History’s turning points, as Woolf implied, are sudden, sometimes terrifying, unpredictable except in retrospect, and rooted not only in wars or political shifts, but also in the very fabric of human character. Once innocence is miscarried, aborted, it is irrevocable. This is what Eliot calls “the awful daring of a moment’s surrender / which an age of prudence can never retract” (403-4). There are no intermediates in the poem or the film, no compromises. There are but two choices, death by water and death by fire.
From the parched earth rises, in the poem, a frightful sound and sight: a “murmur of maternal lamentation . . . hooded hordes swarming . . . Cracks and reforms and bursts in violet air” (368-73). A synopsis of the film (infertility, xenophobia, war) could be left at that. But what does one make of all this sound and fury, this overload of literary modernism?
Apocalypticism in literature and film, though nearly always set in the future, emphasizes a realism of the present. 1984 would be nothing without Stalinism. By allowing us to see ourselves in the future, the genre promotes the fear of misery and extinction that plagues our view of forward movement. For every Utopia there is a dystopia. For every hope, there is an “it wasn’t supposed to happen this way.”
Children of Men is, like other apocalyptic fictions, a prophecy — an educated, dramatized guess about where we are going based on where we have been. Where we have been is where Eliot comes in: his sexual and spiritual dystopia of the last century’s first fire sermon, coupled in the film with images of Nazi atrocities (cages and train stations and camps) from the second, creates a language for postulating the impossible. America in September of 2001 was like no other country in history, except perhaps Pax Brittanica in 1914, where the sun never set. But decline, like shifts in character, comes suddenly. The war that could not have happened between prosperous states; the attack that could not have happened on the American mainland. The analogy, without Eliot, remains shallow — a constructed coincidence of historicity. But with him it becomes instructive, tying together not just the series of events that preceded and followed each disaster, but also what we are to make of them. Being set in Britain makes Children of Men no less American, at least in the sense that American politics dominate (for better or worse) the world stage, and that those politics emerge as the target of Cuarón’s sharp portrayal of a futuristic Britain saddled with a government poisonous in its policies and devoid of humanity. If Cuarón’s vision of the world in 2027 is uncomfortably close, it may be because the decline has already begun.

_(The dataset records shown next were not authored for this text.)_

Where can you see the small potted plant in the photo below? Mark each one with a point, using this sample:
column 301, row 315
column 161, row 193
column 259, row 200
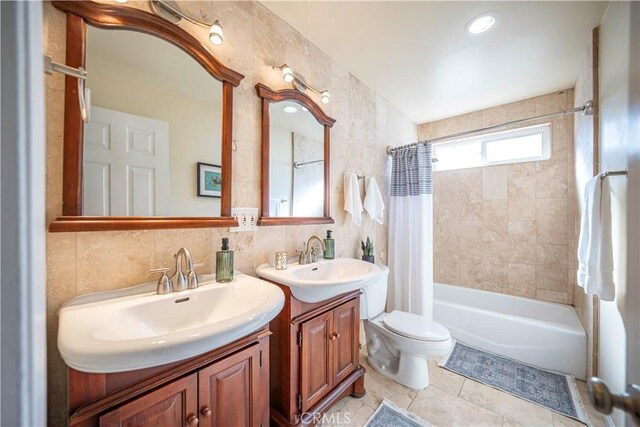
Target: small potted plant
column 367, row 251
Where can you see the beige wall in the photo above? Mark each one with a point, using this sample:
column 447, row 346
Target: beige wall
column 255, row 39
column 586, row 166
column 508, row 228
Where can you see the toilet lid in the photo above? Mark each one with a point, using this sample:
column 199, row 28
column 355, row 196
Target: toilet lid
column 414, row 326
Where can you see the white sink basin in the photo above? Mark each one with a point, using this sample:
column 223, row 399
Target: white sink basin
column 125, row 332
column 322, row 280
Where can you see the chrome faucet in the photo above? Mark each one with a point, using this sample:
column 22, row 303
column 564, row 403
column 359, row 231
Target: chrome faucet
column 307, row 256
column 180, row 280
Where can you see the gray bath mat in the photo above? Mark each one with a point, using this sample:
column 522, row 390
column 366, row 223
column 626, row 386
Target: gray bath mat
column 552, row 390
column 389, row 415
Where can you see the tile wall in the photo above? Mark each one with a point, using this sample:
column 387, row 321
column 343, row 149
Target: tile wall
column 509, row 228
column 255, row 39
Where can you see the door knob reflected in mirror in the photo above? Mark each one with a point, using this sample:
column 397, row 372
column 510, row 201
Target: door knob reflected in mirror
column 604, row 402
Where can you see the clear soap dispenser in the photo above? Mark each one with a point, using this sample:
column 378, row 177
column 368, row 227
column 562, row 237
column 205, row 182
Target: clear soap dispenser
column 329, row 246
column 224, row 263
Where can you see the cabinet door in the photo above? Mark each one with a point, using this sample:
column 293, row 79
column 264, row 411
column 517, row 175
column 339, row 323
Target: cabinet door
column 315, row 364
column 175, row 404
column 229, row 390
column 345, row 340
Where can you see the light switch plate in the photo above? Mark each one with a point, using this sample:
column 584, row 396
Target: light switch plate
column 247, row 219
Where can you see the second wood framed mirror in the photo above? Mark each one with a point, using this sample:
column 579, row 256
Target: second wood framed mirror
column 295, row 159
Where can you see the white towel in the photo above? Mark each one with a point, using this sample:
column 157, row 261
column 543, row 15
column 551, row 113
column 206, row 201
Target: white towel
column 373, row 202
column 595, row 250
column 352, row 201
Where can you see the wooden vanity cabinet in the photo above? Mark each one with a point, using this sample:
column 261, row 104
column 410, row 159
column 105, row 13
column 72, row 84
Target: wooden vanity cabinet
column 314, row 354
column 225, row 387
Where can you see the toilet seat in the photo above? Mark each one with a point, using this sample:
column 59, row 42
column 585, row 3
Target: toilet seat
column 415, row 326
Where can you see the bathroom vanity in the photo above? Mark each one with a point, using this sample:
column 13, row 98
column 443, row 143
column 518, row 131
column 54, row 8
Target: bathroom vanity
column 193, row 357
column 224, row 387
column 316, row 346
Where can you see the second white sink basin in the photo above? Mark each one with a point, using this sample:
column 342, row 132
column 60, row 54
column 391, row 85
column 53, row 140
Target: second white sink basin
column 135, row 331
column 324, row 279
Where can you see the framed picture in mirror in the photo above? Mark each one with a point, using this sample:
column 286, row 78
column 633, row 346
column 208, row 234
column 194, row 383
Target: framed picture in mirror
column 209, row 180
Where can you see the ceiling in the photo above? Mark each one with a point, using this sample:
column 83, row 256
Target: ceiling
column 418, row 56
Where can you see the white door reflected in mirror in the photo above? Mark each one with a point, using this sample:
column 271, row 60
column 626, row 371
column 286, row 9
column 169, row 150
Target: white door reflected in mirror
column 126, row 165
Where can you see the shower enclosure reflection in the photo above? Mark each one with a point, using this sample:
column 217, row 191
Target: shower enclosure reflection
column 296, row 173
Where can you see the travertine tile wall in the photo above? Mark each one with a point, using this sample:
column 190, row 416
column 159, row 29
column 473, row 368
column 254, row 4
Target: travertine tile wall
column 585, row 150
column 255, row 39
column 508, row 228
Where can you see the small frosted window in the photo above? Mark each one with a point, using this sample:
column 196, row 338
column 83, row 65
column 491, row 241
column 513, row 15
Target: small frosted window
column 519, row 145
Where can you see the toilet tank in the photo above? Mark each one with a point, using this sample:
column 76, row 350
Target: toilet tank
column 374, row 296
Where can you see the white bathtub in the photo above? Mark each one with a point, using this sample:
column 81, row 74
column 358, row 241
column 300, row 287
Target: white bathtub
column 539, row 333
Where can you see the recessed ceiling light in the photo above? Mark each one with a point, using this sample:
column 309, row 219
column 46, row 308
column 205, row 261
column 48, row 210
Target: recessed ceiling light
column 482, row 23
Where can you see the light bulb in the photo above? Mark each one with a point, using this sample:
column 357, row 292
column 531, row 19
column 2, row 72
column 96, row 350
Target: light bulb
column 216, row 36
column 287, row 74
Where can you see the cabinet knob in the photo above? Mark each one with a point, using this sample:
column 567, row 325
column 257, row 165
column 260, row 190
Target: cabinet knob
column 205, row 412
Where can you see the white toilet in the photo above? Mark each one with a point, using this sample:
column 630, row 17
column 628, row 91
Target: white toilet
column 399, row 343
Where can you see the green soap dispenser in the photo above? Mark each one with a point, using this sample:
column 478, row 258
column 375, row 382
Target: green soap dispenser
column 224, row 263
column 329, row 246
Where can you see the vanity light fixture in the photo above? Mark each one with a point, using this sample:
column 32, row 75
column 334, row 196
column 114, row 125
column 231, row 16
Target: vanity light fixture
column 171, row 12
column 287, row 74
column 299, row 83
column 481, row 23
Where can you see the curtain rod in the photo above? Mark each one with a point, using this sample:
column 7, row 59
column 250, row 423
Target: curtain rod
column 587, row 109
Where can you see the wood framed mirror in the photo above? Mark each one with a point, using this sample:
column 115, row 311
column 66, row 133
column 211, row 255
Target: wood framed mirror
column 296, row 154
column 166, row 193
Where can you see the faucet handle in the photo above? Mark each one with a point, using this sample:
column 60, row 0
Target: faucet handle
column 165, row 286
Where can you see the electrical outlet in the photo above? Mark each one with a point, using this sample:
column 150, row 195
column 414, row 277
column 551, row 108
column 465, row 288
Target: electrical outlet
column 247, row 219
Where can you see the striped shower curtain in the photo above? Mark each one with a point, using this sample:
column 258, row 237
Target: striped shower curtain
column 411, row 231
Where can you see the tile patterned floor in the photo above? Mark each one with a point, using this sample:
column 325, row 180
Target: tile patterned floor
column 451, row 400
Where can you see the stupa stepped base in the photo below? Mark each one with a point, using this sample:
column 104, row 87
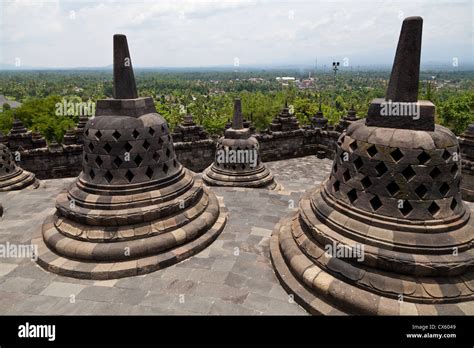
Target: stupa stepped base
column 328, row 285
column 258, row 178
column 18, row 181
column 97, row 252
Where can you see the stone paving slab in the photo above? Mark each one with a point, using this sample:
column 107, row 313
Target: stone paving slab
column 232, row 276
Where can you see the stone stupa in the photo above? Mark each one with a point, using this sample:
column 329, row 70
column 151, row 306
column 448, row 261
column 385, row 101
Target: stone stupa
column 237, row 161
column 134, row 208
column 387, row 233
column 12, row 177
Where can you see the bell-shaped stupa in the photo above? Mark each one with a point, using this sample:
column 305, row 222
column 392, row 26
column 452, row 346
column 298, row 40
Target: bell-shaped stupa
column 387, row 233
column 12, row 177
column 237, row 161
column 134, row 208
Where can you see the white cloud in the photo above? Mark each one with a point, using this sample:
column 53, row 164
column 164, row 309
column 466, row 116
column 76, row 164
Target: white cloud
column 203, row 33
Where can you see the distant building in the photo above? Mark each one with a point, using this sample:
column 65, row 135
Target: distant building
column 4, row 100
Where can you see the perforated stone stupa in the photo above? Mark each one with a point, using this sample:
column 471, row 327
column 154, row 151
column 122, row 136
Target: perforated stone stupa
column 134, row 208
column 387, row 233
column 237, row 161
column 12, row 177
column 467, row 157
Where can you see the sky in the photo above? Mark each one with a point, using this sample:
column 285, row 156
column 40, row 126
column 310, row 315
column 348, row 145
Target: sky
column 65, row 34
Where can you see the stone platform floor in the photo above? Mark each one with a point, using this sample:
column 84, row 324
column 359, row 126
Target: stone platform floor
column 233, row 276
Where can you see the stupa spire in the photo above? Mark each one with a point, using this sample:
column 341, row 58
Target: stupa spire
column 403, row 85
column 124, row 79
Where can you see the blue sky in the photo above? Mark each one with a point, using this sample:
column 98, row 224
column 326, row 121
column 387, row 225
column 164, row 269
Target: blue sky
column 213, row 33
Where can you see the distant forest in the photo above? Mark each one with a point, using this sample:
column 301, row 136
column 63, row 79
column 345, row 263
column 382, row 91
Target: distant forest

That is not to say, however, that the decline cannot be stanched. The film climaxes with an eight-minute shot of cinematographic virtuosity — blood even spatters the lens — and reaches, in a slummy tenement crumbling under the weight of riot and reaction, its moral core. Mortar rounds and gunfire leave puffs of smoke to dance amid the shadows of women suffering, as always, at the hands of men. The children of men, it seems, are given guns too readily. “What are the roots that clutch, what branches grow / Out of this stony rubbish?” Eliot writes. “Son of man / You cannot say, or guess, for you know only / A heap of broken images” (19-22, emphasis added). Children of Men depicts a world of broken images, ruled by the men who broke them.
When the cut comes, it makes for an important, albeit brief, formal shift: after Theo dashes and ducks the eruption around him, pulling Kee from the wreckage, everything seems to stop. The sight of the newborn child garners wails of affection from the immigrant women, tears of angry joy from Luke, awe from the British troops bombarding the building’s façade. If there is a moment in cinema that adheres to Eliot’s own definition of “shantih shantih shantih,” “the peace which passeth understanding,” then this is it. The silence is fleeting, but it carries a power that lingers long after the credits have rolled, long after the children of men have been left to burn and the ark of “Tomorrow” has arrived.
Works Cited
Eliot, T.S. The Waste Land and Other Poems. Ed. Frank Kermode. New York: Penguin Books, 2003.
Vanneman, Alan. “Dude, Where’s My Suicide Pill?” Bright Lights Film Journal 55, February 2007:brightlightsfilm.com/55/children.htm.